A groundbreaking study reveals that bacteriophages, viruses that target bacteria, can help in eliminating cancer cells by reorienting the immune response established through vaccination. In experiments involving mice vaccinated against malaria, a harmless phage was utilized to target and eradicate tumors, achieving success in nearly 44% of the subjects.

Immunotherapy has revolutionized cancer treatments, yet many patients do not reap its benefits due to the challenge of getting the immune system to identify tumors as threats. To address this,
Amin Hajitou and his team from Imperial College London investigated phages that specifically infect
Escherichia coli. These phages attach to bacteria, inject their genetic material, and replicate, thereby destroying the bacterial cells.

The research team engineered the phages to specifically target proteins known as αvβ3 and αvβ5 integrins, which are prevalent in tumor cells but scarce in healthy cells. Additionally, they customized the phages to produce malaria-specific antigens—signals that prompt the immune system to recognize them as foreign invaders. “Phages function as targeted delivery vehicles,” explains Hajitou.

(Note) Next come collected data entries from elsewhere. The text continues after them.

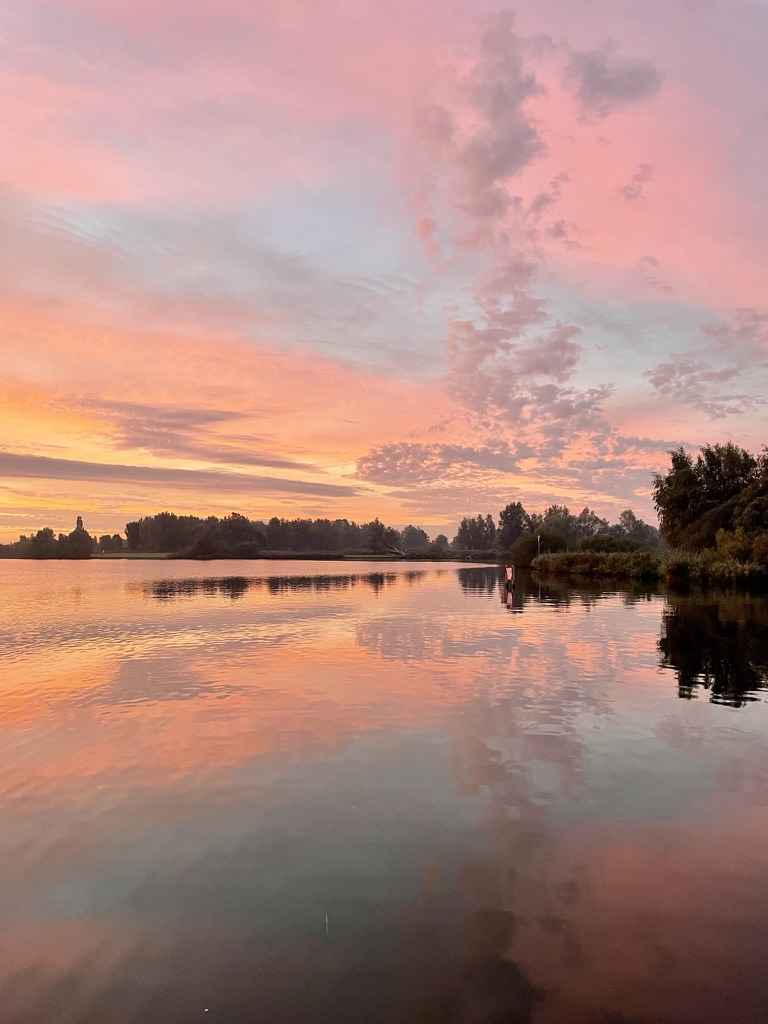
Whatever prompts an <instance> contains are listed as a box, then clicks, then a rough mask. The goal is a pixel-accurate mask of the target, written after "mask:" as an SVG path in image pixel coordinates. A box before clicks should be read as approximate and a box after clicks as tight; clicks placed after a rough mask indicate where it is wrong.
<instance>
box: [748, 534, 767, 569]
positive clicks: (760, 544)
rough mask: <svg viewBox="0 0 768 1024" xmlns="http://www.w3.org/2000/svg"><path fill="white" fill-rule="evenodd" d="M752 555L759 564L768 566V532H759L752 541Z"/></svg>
mask: <svg viewBox="0 0 768 1024" xmlns="http://www.w3.org/2000/svg"><path fill="white" fill-rule="evenodd" d="M752 557H753V560H754V561H756V562H757V563H758V565H765V566H768V532H765V534H758V536H757V537H756V538H755V540H754V541H753V542H752Z"/></svg>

The efficacy of this approach was tested on 60 mice with subcutaneous tumors. Among them, 15 mice received a malaria vaccine followed by injections of engineered phages at two-week intervals. The control group consisted of 15 mice each receiving no treatment, the malaria vaccine only, or the engineered phage exclusively.

The results revealed that tumors disappeared in 44% of the treated mice, with no recurrence observed a year post-study. Although the treated mice exhibited longer lifespans compared to controls, a survival advantage was not significantly noted.

According to
David Withers at Oxford University, “These engineered viruses can target and infect tumor cells systemically.” This strategy marks a significant advancement over current methods of manipulating tumors, such as oncolytic viruses, which necessitate direct injections at cancer sites—an impractical method especially for metastatic diseases.

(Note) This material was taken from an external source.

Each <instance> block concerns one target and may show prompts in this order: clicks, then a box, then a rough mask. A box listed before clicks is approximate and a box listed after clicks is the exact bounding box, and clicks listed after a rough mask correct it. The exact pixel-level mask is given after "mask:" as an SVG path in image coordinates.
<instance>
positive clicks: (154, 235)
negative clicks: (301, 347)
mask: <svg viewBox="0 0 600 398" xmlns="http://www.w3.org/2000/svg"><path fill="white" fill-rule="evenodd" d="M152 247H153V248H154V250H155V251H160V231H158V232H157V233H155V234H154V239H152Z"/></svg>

By fine-tuning the phage’s antigen-producing capabilities, this innovative approach could also extend its effectiveness to individuals vaccinated against other infectious diseases like seasonal influenza and COVID-19, showcasing the versatility of this method. Hajitou asserts, “More potent vaccines than malaria are likely to yield even greater results.” The aim is to leverage existing immune memory without being limited to malaria-specific responses.

The research team is currently engaging with the UK’s Medicines and Healthcare products Regulatory Agency (MHRA) to explore the possibility of commencing early-stage human trials next year.